Am 21. Februar 2026 gab ich ein Konzert in der litauischen Stadt Šiauliai. Ich folgte der Einladung von Vilhelmas Čepinskis, einem wunderbaren Geiger und Dirigenten. Er hatte mich vor einigen Jahren im Zusammenhang mit meinem A Tempo Projekt kontaktiert. Seither entwickelte sich ein wertvoller Austausch und eine schöne künstlerische Freundschaft. Als wir das Engagement vor etwa einem Jahr festmachten, schlug er vor, dass ich nicht nur Solo-Repertoire, sondern auch ein Klavierkonzert mit der von ihm geleiteten «Camerata Solaris» in Šiauliai spielen solle. Wir einigten uns auf das grosse Klavierkonzert in d-moll von Wolfgang Amadeus Mozart.

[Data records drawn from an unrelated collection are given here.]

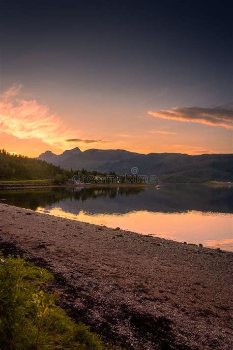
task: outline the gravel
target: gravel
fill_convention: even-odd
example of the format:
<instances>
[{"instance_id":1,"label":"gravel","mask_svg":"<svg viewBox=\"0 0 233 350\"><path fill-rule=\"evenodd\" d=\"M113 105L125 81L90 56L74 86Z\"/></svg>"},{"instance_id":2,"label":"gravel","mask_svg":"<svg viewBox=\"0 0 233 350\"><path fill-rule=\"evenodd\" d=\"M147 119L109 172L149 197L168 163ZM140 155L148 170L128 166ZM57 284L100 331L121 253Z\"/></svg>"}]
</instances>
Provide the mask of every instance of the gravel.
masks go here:
<instances>
[{"instance_id":1,"label":"gravel","mask_svg":"<svg viewBox=\"0 0 233 350\"><path fill-rule=\"evenodd\" d=\"M72 317L127 349L232 349L231 252L4 204L1 246L50 269Z\"/></svg>"}]
</instances>

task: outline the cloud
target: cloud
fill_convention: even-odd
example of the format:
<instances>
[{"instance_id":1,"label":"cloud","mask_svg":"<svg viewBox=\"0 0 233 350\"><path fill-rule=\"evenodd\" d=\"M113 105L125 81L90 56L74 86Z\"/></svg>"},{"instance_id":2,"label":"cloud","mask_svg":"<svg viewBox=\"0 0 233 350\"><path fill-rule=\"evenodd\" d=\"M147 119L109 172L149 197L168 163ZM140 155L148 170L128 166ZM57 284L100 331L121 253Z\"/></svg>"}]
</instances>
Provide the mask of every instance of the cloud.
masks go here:
<instances>
[{"instance_id":1,"label":"cloud","mask_svg":"<svg viewBox=\"0 0 233 350\"><path fill-rule=\"evenodd\" d=\"M13 85L0 96L0 133L64 147L64 140L74 137L77 130L66 125L48 106L20 98L21 88Z\"/></svg>"},{"instance_id":2,"label":"cloud","mask_svg":"<svg viewBox=\"0 0 233 350\"><path fill-rule=\"evenodd\" d=\"M201 107L175 107L172 109L148 111L155 118L180 122L199 123L212 127L233 129L233 110L227 107L205 108Z\"/></svg>"},{"instance_id":3,"label":"cloud","mask_svg":"<svg viewBox=\"0 0 233 350\"><path fill-rule=\"evenodd\" d=\"M65 140L66 142L82 142L83 143L94 143L98 142L99 143L106 143L107 141L103 140L83 140L81 138L69 138Z\"/></svg>"},{"instance_id":4,"label":"cloud","mask_svg":"<svg viewBox=\"0 0 233 350\"><path fill-rule=\"evenodd\" d=\"M150 131L151 134L165 134L167 135L177 135L177 132L173 132L172 131L162 131L160 130L154 131L152 130Z\"/></svg>"},{"instance_id":5,"label":"cloud","mask_svg":"<svg viewBox=\"0 0 233 350\"><path fill-rule=\"evenodd\" d=\"M185 153L191 155L202 155L206 153L216 153L212 150L204 148L203 146L191 146L185 144L170 145L170 152L175 153Z\"/></svg>"}]
</instances>

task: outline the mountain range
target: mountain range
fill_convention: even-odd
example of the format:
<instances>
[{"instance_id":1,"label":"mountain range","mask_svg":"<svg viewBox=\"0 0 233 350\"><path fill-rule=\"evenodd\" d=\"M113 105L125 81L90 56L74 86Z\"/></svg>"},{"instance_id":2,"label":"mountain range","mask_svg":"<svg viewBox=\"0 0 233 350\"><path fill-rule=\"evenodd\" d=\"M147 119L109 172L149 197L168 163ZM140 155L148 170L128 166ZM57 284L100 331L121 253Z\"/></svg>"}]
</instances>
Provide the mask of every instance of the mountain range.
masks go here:
<instances>
[{"instance_id":1,"label":"mountain range","mask_svg":"<svg viewBox=\"0 0 233 350\"><path fill-rule=\"evenodd\" d=\"M233 181L233 155L229 154L146 155L120 149L92 149L82 152L76 147L60 155L47 151L38 159L68 170L84 168L102 172L131 174L131 169L136 167L139 175L156 175L158 180L168 182Z\"/></svg>"}]
</instances>

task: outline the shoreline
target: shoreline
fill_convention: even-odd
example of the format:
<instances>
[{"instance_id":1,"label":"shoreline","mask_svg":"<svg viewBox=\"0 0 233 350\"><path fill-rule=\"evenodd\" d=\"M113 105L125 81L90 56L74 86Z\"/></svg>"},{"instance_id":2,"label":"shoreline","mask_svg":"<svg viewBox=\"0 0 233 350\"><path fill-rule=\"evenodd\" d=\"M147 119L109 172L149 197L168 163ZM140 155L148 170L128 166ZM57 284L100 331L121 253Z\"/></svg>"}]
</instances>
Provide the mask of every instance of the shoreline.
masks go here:
<instances>
[{"instance_id":1,"label":"shoreline","mask_svg":"<svg viewBox=\"0 0 233 350\"><path fill-rule=\"evenodd\" d=\"M209 181L204 183L164 183L159 184L84 184L82 185L49 185L48 184L38 184L38 185L31 185L27 183L24 184L1 184L0 182L0 191L11 191L11 190L36 190L36 189L51 189L51 188L120 188L120 187L155 187L157 185L160 186L167 186L171 185L200 185L205 186L212 186L213 187L231 187L233 186L233 183L224 183L219 182Z\"/></svg>"},{"instance_id":2,"label":"shoreline","mask_svg":"<svg viewBox=\"0 0 233 350\"><path fill-rule=\"evenodd\" d=\"M1 203L0 212L0 247L54 273L76 320L128 349L231 349L232 253Z\"/></svg>"}]
</instances>

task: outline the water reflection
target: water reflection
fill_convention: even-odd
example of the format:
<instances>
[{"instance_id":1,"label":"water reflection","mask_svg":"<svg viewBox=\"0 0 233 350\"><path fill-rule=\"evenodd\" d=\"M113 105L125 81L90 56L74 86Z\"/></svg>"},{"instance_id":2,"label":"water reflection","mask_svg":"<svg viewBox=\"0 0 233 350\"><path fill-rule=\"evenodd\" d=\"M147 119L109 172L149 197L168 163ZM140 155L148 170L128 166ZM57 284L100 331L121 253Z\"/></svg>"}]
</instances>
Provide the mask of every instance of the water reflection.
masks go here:
<instances>
[{"instance_id":1,"label":"water reflection","mask_svg":"<svg viewBox=\"0 0 233 350\"><path fill-rule=\"evenodd\" d=\"M233 189L204 185L0 192L3 202L179 241L232 249Z\"/></svg>"}]
</instances>

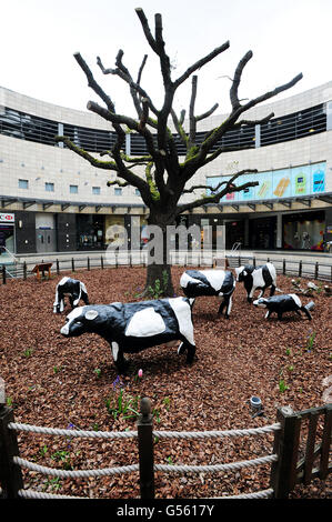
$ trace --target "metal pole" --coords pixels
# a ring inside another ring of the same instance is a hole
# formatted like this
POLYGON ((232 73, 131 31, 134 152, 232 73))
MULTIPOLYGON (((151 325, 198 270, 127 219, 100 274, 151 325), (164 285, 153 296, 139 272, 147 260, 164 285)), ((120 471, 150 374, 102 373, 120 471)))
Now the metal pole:
POLYGON ((274 436, 273 453, 278 454, 278 461, 272 464, 270 483, 274 499, 286 499, 296 483, 301 415, 285 406, 278 410, 276 419, 281 431, 274 436))

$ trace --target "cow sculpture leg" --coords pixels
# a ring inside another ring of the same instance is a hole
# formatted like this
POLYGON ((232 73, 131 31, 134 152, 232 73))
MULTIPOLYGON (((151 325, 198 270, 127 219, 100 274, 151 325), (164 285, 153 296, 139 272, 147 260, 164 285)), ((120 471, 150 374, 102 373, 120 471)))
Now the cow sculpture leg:
POLYGON ((275 290, 276 290, 276 287, 275 287, 275 284, 271 284, 271 290, 270 290, 270 298, 272 298, 272 295, 274 295, 274 293, 275 293, 275 290))
POLYGON ((195 354, 195 345, 191 344, 188 341, 183 341, 178 348, 178 354, 181 355, 182 353, 185 352, 185 350, 187 350, 187 363, 191 364, 193 362, 193 358, 195 354))
POLYGON ((232 310, 232 295, 224 295, 223 297, 223 301, 221 302, 221 304, 219 307, 218 313, 222 314, 224 308, 225 308, 224 318, 230 319, 230 313, 231 313, 231 310, 232 310))
POLYGON ((300 310, 305 313, 310 321, 312 320, 311 313, 305 307, 301 307, 300 310))

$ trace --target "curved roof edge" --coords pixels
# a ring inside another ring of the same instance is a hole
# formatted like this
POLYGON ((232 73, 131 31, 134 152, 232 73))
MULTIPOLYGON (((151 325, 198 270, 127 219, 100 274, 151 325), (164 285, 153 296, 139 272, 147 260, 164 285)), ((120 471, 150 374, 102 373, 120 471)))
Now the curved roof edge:
MULTIPOLYGON (((289 91, 291 93, 291 90, 289 91)), ((286 116, 299 110, 309 109, 320 103, 332 100, 332 81, 322 83, 321 86, 302 91, 296 94, 278 100, 278 97, 271 102, 261 103, 253 109, 247 111, 245 119, 260 119, 270 112, 274 112, 275 117, 286 116)), ((7 89, 0 86, 0 104, 16 109, 21 112, 27 112, 40 118, 54 120, 63 123, 76 124, 79 127, 90 127, 102 130, 110 130, 110 123, 104 121, 98 114, 89 111, 80 111, 78 109, 70 109, 62 106, 57 106, 47 101, 32 98, 20 92, 7 89)), ((198 124, 198 130, 207 130, 207 128, 220 124, 228 113, 214 114, 202 120, 198 124)), ((187 123, 187 121, 185 121, 187 123)), ((184 126, 185 126, 184 123, 184 126)), ((172 128, 172 122, 170 122, 172 128)))

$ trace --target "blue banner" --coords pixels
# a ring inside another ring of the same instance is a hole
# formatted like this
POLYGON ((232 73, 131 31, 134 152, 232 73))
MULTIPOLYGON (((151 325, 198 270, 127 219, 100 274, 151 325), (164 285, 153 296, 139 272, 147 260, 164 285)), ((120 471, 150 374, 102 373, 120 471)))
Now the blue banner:
MULTIPOLYGON (((241 192, 224 195, 224 202, 249 202, 259 200, 279 200, 283 198, 299 198, 325 191, 326 162, 292 167, 256 174, 244 174, 235 180, 235 184, 258 181, 256 187, 250 187, 241 192)), ((231 175, 207 177, 207 185, 215 188, 222 181, 229 181, 231 175)), ((208 195, 211 191, 208 190, 208 195)))

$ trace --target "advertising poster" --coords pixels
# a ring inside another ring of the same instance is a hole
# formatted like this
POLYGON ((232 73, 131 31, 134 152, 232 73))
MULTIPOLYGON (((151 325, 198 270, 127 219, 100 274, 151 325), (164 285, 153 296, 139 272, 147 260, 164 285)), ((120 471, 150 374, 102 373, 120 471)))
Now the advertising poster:
MULTIPOLYGON (((260 200, 279 200, 283 198, 300 198, 325 191, 324 161, 302 167, 292 167, 274 171, 259 172, 256 174, 245 174, 239 178, 235 183, 244 184, 248 181, 258 181, 256 187, 250 187, 241 192, 225 194, 221 201, 224 202, 249 202, 260 200)), ((217 187, 221 181, 230 180, 230 175, 207 177, 209 187, 217 187)), ((207 191, 208 195, 211 193, 207 191)))

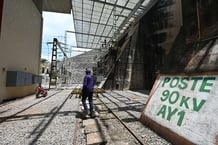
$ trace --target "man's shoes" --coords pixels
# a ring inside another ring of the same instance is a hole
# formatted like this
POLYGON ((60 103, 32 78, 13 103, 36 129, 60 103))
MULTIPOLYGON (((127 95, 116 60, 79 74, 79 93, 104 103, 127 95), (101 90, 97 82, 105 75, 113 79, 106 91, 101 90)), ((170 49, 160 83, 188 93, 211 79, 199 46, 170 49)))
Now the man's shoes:
POLYGON ((84 119, 89 118, 88 112, 83 112, 84 119))

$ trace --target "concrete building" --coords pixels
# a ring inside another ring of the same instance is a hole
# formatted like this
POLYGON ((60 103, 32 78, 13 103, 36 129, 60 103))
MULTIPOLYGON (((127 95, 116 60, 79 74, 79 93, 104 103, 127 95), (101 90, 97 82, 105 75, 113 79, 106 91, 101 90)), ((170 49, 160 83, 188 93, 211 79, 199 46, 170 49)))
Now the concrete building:
POLYGON ((0 102, 40 82, 42 11, 70 13, 70 0, 0 0, 0 102))

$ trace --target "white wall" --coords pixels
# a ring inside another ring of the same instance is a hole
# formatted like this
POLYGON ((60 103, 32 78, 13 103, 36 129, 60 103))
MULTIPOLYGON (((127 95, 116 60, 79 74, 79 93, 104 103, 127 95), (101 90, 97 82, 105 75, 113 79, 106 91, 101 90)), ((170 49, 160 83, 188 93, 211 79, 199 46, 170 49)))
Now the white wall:
POLYGON ((34 92, 34 85, 5 87, 7 70, 39 73, 42 16, 32 0, 5 0, 0 37, 0 102, 34 92))

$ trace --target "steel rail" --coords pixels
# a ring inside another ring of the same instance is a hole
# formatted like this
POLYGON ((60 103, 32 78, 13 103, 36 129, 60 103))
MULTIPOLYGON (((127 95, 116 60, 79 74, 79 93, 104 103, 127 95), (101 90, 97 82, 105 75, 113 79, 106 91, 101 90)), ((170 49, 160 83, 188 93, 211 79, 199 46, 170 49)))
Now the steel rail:
MULTIPOLYGON (((106 97, 106 95, 101 94, 103 97, 106 97)), ((109 94, 110 95, 110 94, 109 94)), ((112 113, 115 118, 129 131, 129 133, 141 144, 144 145, 143 141, 141 141, 137 135, 119 118, 119 116, 117 116, 99 97, 97 97, 98 100, 100 100, 102 102, 102 104, 104 104, 104 106, 110 111, 110 113, 112 113)))

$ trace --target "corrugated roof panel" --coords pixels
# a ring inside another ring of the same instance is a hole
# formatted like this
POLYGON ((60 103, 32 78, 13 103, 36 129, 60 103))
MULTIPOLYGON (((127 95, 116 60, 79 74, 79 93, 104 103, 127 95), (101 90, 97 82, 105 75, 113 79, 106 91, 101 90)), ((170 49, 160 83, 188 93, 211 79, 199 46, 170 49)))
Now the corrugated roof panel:
POLYGON ((115 23, 117 31, 127 29, 135 20, 134 14, 143 13, 144 9, 139 9, 141 4, 148 1, 151 0, 72 0, 74 27, 80 33, 76 39, 82 42, 78 45, 101 47, 102 40, 112 39, 115 23))

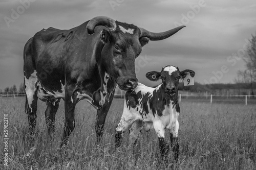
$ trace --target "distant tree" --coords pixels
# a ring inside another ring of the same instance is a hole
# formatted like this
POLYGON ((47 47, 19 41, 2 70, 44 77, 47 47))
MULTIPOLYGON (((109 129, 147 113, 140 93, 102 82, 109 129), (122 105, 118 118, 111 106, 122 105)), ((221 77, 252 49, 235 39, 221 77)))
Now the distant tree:
POLYGON ((10 88, 9 87, 6 87, 5 88, 5 93, 9 93, 10 92, 10 88))
POLYGON ((238 70, 237 74, 237 77, 234 79, 235 83, 250 83, 250 77, 247 70, 238 70))
POLYGON ((25 85, 24 84, 24 83, 20 83, 18 92, 21 93, 25 93, 25 85))
POLYGON ((251 93, 254 94, 253 84, 256 81, 256 35, 251 35, 245 51, 243 60, 245 62, 246 69, 239 70, 237 72, 238 77, 234 82, 237 83, 249 83, 251 93))
POLYGON ((244 60, 247 68, 247 74, 249 77, 251 84, 251 94, 253 95, 252 84, 256 81, 256 35, 251 35, 252 37, 249 40, 250 42, 245 51, 244 60))

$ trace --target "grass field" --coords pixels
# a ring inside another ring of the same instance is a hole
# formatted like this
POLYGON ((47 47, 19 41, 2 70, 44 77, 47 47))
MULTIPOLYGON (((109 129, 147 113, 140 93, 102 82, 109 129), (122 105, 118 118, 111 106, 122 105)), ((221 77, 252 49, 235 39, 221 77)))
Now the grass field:
MULTIPOLYGON (((0 99, 1 142, 4 115, 8 115, 9 169, 256 169, 256 105, 182 101, 179 117, 180 159, 174 164, 161 158, 154 130, 143 132, 133 151, 128 134, 115 150, 115 128, 122 114, 123 99, 115 99, 109 113, 102 142, 96 143, 96 110, 86 102, 76 108, 76 127, 67 148, 57 150, 63 133, 61 101, 52 140, 47 136, 45 103, 38 102, 36 134, 30 136, 25 98, 0 99)), ((168 133, 167 133, 168 132, 168 133)), ((169 133, 166 139, 169 143, 169 133)), ((4 145, 1 144, 1 151, 4 145)), ((3 152, 2 152, 3 153, 3 152)), ((3 160, 1 160, 3 161, 3 160)))

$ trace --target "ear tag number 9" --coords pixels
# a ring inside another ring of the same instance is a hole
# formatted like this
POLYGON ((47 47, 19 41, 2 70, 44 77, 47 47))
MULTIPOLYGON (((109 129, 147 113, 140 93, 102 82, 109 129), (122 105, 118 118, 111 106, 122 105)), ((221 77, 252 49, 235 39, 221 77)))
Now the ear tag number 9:
POLYGON ((191 77, 189 72, 187 72, 186 77, 184 78, 184 86, 193 86, 194 85, 194 78, 191 77))

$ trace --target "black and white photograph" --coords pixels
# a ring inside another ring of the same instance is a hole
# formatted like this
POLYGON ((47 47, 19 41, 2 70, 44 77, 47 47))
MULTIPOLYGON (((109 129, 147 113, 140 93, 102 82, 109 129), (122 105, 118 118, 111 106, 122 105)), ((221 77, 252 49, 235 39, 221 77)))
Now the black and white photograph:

Drei Tage vor dem Konzert kam ich im winterlich-eisigen Litauen an. Der Empfang war umso wärmer und herzlicher. Am Tag darauf gab ich für Schülerinnen und Schüler des lokalen Musikgymnasiums eine Meisterklasse. Ich war sehr beeindruckt von der hohen musikalischen Qualität, die ich in den Studierenden bemerkte. Die beiden Lehrerinnen hatten offensichtlich grossen Wert auf eine natürliche Technik und einen flexiblen Anschlag gelegt – zwei Aspekte des Klavierspiels, die mir in meiner Arbeit enorm wichtig sind.

Tags darauf begannen die Proben für das Konzert. Vilhelmas leistet in Šiauliai schon seit Jahren eine grossartige Aufbauarbeit. Dies war sowohl im Orchester wie auch am Konzert selbst spürbar. Die etwa 700 anwesenden Menschen waren unglaublich aufmerksam, und ich spürte einen Hunger nach Live-Musik, wie ich ihn in der musikalisch zuweilen übersättigten Schweiz nicht oft antreffe. Es war eine einzigartige Stimmung in diesem Saal, der aus einem Kino aus sowjetischen Zeiten in einen Mehrzwecksaal umgebaut worden war.

Es war eines der prägendsten künstlerischen Erlebnisse der letzten Jahre für mich und ich bin von Dankbarkeit erfüllt, wenn ich an die Tage zurückdenke.